But with trial and error and some new-found confidence, I have started experimenting. People tell me all the time that they can't cook and I tell them it just takes practice - like anything else. I think because our society has so much readily available food, it has made us lazy in the cooking area. So if you really want to learn how to cook, just pick up a cookbook and start cooking! It won't always look good, it won't always taste good, but you can't get better at something if you don't keep trying.
This is one of those recipes that looks like it took a lot of effort, but takes barely any at all.

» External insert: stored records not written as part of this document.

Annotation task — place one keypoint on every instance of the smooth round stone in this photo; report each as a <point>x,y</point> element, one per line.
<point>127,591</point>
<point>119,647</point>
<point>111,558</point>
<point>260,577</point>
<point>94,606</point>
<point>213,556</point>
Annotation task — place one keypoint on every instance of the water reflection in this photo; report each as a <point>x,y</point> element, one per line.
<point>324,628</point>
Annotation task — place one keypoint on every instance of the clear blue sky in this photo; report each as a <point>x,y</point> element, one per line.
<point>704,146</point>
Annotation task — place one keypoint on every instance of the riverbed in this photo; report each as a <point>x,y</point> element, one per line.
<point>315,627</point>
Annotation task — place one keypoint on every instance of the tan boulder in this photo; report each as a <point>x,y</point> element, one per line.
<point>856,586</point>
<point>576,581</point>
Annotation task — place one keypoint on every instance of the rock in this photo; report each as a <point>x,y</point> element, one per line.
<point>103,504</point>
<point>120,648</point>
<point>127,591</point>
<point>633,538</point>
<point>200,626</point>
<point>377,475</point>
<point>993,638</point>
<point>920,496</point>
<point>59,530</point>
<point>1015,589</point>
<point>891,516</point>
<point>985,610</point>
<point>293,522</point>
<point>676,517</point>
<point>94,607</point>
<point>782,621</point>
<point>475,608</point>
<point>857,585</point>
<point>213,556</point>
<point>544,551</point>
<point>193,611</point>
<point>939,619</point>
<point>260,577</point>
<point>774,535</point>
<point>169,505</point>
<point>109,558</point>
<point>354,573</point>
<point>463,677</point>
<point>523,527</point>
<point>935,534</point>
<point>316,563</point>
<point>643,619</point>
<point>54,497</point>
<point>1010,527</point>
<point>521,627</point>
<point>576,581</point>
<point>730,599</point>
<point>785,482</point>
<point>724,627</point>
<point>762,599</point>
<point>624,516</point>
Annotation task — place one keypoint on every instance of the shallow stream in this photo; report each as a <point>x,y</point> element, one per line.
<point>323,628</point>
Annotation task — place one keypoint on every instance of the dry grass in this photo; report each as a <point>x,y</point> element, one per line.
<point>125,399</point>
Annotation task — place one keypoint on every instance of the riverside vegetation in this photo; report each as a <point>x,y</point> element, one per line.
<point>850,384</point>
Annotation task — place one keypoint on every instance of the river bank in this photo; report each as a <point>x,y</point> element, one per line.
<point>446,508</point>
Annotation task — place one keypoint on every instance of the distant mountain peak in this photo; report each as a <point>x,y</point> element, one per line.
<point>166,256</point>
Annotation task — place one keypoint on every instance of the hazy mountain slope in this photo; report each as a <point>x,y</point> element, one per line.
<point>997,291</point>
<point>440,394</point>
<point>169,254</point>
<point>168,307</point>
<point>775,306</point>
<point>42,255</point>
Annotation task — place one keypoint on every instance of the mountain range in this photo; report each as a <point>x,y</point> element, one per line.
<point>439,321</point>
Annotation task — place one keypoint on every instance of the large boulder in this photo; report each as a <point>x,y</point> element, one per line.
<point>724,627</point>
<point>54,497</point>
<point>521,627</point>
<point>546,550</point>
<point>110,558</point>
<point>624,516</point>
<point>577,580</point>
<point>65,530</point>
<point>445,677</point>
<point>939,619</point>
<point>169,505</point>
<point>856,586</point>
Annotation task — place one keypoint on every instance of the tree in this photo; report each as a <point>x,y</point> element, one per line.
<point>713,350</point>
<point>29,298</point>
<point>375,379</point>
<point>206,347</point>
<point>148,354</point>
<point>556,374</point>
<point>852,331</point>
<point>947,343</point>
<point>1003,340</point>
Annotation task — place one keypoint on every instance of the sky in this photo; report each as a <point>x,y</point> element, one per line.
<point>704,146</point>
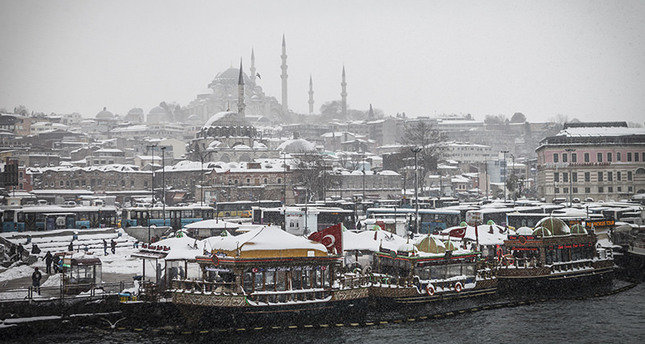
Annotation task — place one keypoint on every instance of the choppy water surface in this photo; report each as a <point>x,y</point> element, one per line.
<point>612,319</point>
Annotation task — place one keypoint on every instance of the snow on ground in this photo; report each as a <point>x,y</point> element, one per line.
<point>121,262</point>
<point>16,272</point>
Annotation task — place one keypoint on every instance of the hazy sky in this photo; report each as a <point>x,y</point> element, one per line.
<point>584,59</point>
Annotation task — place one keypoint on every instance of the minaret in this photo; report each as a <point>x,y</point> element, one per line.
<point>311,95</point>
<point>253,73</point>
<point>285,104</point>
<point>343,95</point>
<point>240,93</point>
<point>370,114</point>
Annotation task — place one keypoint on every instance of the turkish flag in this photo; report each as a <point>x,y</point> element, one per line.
<point>458,232</point>
<point>331,237</point>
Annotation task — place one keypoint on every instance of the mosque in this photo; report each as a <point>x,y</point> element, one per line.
<point>230,136</point>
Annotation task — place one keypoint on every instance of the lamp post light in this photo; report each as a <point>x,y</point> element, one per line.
<point>570,150</point>
<point>504,160</point>
<point>163,183</point>
<point>416,151</point>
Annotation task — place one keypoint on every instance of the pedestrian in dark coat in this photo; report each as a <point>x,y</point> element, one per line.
<point>35,280</point>
<point>48,262</point>
<point>20,250</point>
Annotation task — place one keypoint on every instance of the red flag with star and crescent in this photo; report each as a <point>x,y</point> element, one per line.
<point>331,237</point>
<point>458,232</point>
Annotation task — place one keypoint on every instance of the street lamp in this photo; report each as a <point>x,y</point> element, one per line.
<point>163,183</point>
<point>416,151</point>
<point>504,160</point>
<point>570,177</point>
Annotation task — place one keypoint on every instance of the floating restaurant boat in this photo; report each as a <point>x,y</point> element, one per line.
<point>429,271</point>
<point>268,276</point>
<point>554,257</point>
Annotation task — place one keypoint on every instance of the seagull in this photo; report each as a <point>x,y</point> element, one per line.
<point>112,325</point>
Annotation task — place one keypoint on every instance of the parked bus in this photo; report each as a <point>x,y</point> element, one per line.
<point>176,217</point>
<point>242,208</point>
<point>50,217</point>
<point>431,220</point>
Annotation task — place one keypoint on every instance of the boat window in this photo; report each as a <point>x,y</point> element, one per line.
<point>281,280</point>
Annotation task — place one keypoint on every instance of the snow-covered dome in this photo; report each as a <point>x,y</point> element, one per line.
<point>259,145</point>
<point>135,111</point>
<point>297,146</point>
<point>241,147</point>
<point>541,232</point>
<point>105,114</point>
<point>407,247</point>
<point>524,231</point>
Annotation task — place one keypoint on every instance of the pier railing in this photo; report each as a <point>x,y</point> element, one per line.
<point>73,291</point>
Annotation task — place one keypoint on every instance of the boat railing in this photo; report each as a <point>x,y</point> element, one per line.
<point>283,296</point>
<point>582,264</point>
<point>205,287</point>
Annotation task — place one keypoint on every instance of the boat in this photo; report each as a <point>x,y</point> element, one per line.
<point>554,257</point>
<point>267,276</point>
<point>429,272</point>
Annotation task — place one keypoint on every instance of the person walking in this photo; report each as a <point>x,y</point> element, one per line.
<point>20,250</point>
<point>55,261</point>
<point>48,262</point>
<point>35,280</point>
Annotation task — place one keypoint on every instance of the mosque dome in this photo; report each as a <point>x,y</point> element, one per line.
<point>229,77</point>
<point>297,146</point>
<point>135,111</point>
<point>554,225</point>
<point>105,114</point>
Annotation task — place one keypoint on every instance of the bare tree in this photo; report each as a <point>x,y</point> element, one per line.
<point>311,173</point>
<point>425,136</point>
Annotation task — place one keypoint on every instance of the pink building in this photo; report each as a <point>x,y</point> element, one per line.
<point>602,161</point>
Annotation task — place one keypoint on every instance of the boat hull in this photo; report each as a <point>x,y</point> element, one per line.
<point>349,305</point>
<point>556,284</point>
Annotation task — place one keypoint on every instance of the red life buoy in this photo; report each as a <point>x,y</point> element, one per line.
<point>430,290</point>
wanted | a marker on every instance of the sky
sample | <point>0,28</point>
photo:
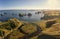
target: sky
<point>29,4</point>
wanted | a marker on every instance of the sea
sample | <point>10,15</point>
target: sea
<point>9,14</point>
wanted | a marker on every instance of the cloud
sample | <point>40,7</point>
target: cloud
<point>52,4</point>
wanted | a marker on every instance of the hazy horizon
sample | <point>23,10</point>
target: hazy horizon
<point>29,4</point>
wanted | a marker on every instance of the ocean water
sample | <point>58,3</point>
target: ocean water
<point>8,14</point>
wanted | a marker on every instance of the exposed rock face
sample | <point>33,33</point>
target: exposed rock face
<point>15,29</point>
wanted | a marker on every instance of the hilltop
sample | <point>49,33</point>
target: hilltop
<point>16,29</point>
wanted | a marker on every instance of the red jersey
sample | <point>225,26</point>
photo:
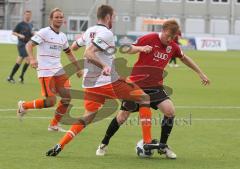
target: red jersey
<point>148,70</point>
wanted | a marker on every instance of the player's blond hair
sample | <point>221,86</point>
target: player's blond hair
<point>172,26</point>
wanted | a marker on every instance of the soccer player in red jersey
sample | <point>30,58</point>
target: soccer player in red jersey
<point>148,74</point>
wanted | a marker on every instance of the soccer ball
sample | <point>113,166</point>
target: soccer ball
<point>141,152</point>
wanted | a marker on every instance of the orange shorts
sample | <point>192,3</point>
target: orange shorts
<point>94,98</point>
<point>54,85</point>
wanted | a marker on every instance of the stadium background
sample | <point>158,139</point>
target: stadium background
<point>206,132</point>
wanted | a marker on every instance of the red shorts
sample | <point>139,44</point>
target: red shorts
<point>54,84</point>
<point>94,98</point>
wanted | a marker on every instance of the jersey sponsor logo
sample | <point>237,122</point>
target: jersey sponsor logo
<point>160,56</point>
<point>169,49</point>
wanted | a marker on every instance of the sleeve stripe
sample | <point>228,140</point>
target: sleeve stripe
<point>97,46</point>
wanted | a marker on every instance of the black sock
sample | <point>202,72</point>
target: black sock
<point>167,125</point>
<point>25,66</point>
<point>14,70</point>
<point>112,129</point>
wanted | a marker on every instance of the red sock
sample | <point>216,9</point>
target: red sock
<point>74,130</point>
<point>35,104</point>
<point>145,117</point>
<point>60,111</point>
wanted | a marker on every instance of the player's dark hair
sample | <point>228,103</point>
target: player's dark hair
<point>53,11</point>
<point>172,26</point>
<point>103,11</point>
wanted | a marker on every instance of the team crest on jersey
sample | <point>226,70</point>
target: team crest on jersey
<point>169,49</point>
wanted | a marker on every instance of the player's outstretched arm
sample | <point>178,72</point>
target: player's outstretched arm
<point>74,46</point>
<point>72,58</point>
<point>137,49</point>
<point>92,57</point>
<point>190,63</point>
<point>29,48</point>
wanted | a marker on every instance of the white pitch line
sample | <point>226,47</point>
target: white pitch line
<point>178,107</point>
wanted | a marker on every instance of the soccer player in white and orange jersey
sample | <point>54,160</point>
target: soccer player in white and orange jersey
<point>101,81</point>
<point>50,41</point>
<point>148,74</point>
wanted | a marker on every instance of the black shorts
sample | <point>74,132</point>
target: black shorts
<point>22,50</point>
<point>157,95</point>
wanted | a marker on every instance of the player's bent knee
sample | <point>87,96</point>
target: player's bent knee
<point>122,117</point>
<point>169,112</point>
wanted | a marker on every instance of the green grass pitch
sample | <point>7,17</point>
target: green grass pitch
<point>206,134</point>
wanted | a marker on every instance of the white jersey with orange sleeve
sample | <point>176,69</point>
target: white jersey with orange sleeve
<point>100,36</point>
<point>50,45</point>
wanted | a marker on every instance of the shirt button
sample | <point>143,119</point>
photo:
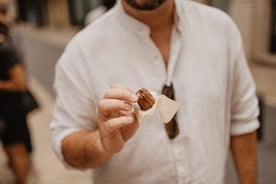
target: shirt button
<point>155,56</point>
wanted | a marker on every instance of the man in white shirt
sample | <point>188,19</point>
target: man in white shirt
<point>151,44</point>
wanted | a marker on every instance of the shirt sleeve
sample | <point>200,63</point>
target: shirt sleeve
<point>244,105</point>
<point>74,106</point>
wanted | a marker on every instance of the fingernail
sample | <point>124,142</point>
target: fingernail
<point>128,106</point>
<point>130,119</point>
<point>134,97</point>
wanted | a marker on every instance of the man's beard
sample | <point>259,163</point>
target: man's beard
<point>150,5</point>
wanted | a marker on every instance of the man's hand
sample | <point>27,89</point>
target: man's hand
<point>116,122</point>
<point>116,119</point>
<point>244,153</point>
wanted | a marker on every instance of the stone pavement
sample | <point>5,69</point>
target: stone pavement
<point>49,170</point>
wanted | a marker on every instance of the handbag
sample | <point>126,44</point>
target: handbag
<point>29,102</point>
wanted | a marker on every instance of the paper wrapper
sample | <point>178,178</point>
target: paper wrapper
<point>166,107</point>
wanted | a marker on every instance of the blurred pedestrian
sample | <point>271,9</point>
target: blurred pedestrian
<point>15,136</point>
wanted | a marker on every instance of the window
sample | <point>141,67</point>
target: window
<point>32,11</point>
<point>79,8</point>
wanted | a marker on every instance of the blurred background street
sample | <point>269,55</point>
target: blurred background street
<point>43,29</point>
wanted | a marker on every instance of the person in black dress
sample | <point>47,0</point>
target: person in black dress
<point>15,136</point>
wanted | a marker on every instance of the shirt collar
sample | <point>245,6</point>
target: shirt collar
<point>139,27</point>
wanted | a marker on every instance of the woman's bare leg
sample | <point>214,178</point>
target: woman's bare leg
<point>19,159</point>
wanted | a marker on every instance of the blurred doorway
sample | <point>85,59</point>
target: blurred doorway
<point>273,27</point>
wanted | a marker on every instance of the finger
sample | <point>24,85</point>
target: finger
<point>121,94</point>
<point>116,85</point>
<point>116,123</point>
<point>107,106</point>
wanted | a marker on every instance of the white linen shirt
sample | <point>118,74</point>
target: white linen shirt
<point>211,79</point>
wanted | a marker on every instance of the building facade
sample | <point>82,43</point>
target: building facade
<point>54,23</point>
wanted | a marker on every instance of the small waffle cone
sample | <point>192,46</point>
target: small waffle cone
<point>146,100</point>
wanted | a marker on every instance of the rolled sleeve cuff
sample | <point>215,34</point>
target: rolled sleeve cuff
<point>240,128</point>
<point>57,145</point>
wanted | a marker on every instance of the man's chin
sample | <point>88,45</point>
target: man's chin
<point>151,5</point>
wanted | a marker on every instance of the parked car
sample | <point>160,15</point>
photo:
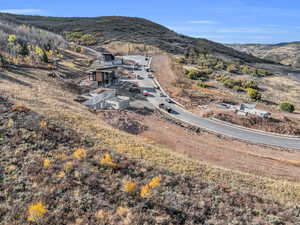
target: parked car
<point>146,93</point>
<point>165,107</point>
<point>168,100</point>
<point>134,90</point>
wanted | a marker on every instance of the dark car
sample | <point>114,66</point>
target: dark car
<point>165,107</point>
<point>168,100</point>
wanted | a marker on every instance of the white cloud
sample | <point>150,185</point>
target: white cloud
<point>203,22</point>
<point>21,11</point>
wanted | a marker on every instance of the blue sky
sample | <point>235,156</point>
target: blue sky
<point>227,21</point>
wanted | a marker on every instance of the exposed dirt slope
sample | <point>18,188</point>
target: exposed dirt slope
<point>78,188</point>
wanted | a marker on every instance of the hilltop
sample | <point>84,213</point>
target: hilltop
<point>110,29</point>
<point>284,53</point>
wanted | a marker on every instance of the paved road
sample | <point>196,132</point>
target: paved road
<point>208,124</point>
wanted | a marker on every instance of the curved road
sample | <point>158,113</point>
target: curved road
<point>256,137</point>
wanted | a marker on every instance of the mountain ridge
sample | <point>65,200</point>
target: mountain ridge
<point>130,29</point>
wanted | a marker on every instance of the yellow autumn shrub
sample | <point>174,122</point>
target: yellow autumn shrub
<point>129,187</point>
<point>36,211</point>
<point>108,161</point>
<point>155,182</point>
<point>79,153</point>
<point>46,163</point>
<point>145,191</point>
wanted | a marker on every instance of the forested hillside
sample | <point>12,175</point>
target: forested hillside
<point>24,44</point>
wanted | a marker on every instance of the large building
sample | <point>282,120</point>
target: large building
<point>106,100</point>
<point>103,77</point>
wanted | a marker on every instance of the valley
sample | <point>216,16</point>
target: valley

8 chicken thighs (I bought them bone-in, skin on and removed the skin, but you could buy boneless. I just feel the bone keeps the meat more moist)
8 pieces of proscuitto
4 cloves garlic, finely minced
Fresh rosemary, about 1 tbsp finely minced and 8 small sprigs
4 tbsp butter (from grassfed cows if possible)
salt & pepper
Preheat the oven to 350 degrees. Melt the butter with the garlic and minced rosemary. Baste each thigh with this mixture and salt & pepper to taste. Place one sprig of rosemary on each thigh and wrap the entire thing in proscuitto, with the ends meeting underneath. Place the thighs on a baking sheet and cook for about 30-40 minutes or until the internal temperature reaches 165 degrees.
I served it with a side of sauteed dandelion greens and cauliflower mash. If you don't know how to make the perfect cauliflower mash and yours always comes out soupy, that recipe will be down the road!